Transient delivery of an electrical current causes a momentary depolarization of most cardiac cells, thereby allowing the sinus node to resume normal pacemaker activity. In the presence of a reentrant-induced arrhythmia, such as paroxysmal supraventricular tachycardia (PSVT) and ventricular tachycardia (VT), electrical cardioversion interrupts the self-perpetuating circuit and restores a sinus rhythm. Electrical cardioversion is much less effective in treating arrhythmia caused by increased automaticity (eg, digitalis-induced tachycardia, catecholamine-induced arrhythmia) because the mechanism of the arrhythmia remains after the arrhythmia is terminated and therefore is likely to recur.

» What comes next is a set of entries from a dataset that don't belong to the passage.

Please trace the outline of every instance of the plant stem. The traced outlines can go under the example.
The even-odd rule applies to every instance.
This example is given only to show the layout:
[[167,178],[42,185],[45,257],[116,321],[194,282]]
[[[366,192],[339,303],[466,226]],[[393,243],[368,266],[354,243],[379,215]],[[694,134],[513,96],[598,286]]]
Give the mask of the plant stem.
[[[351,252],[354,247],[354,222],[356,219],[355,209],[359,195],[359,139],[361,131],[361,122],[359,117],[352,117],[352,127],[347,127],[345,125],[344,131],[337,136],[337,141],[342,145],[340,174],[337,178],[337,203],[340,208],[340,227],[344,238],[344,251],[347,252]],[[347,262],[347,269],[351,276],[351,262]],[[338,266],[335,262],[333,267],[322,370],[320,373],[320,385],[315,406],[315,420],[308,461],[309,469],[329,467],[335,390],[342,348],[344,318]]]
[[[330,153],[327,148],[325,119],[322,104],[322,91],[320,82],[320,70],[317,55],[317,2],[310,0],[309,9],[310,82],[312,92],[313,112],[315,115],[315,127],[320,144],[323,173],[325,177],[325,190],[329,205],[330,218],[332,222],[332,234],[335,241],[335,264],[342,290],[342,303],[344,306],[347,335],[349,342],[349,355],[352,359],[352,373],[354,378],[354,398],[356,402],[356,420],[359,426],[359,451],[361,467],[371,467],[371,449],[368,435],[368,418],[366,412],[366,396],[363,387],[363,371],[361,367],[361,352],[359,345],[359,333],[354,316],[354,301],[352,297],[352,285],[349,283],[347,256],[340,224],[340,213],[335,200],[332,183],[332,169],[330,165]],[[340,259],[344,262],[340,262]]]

At present, two types of defibrillators are in use for external cardioversion and defibrillation: a monophasic sinusoidal waveform (positive sine wave) and a biphasic truncated waveform. In 1997, a low-energy, impedance-compensating biphasic waveform was evaluated for atrial and ventricular arrhythmia management. This defibrillator automatically adjusted to the patient’s transthoracic impedance, which is a feature that the monophasic models lack. Currently, there are several biphasic devices with similar efficacy available on the market.

The more recent use of biphasic cardioversion has shown that less energy is required to convert an arrhythmia to a normal sinus rhythm than with monophasic cardioversion. Consequently, use of biphasic energy results in fewer delivered shocks to the patient and less cumulative energy delivered. Potential benefits include fewer burn wounds, less tissue damage, and reduced damage to the heart muscle than is found with higher voltage shocks.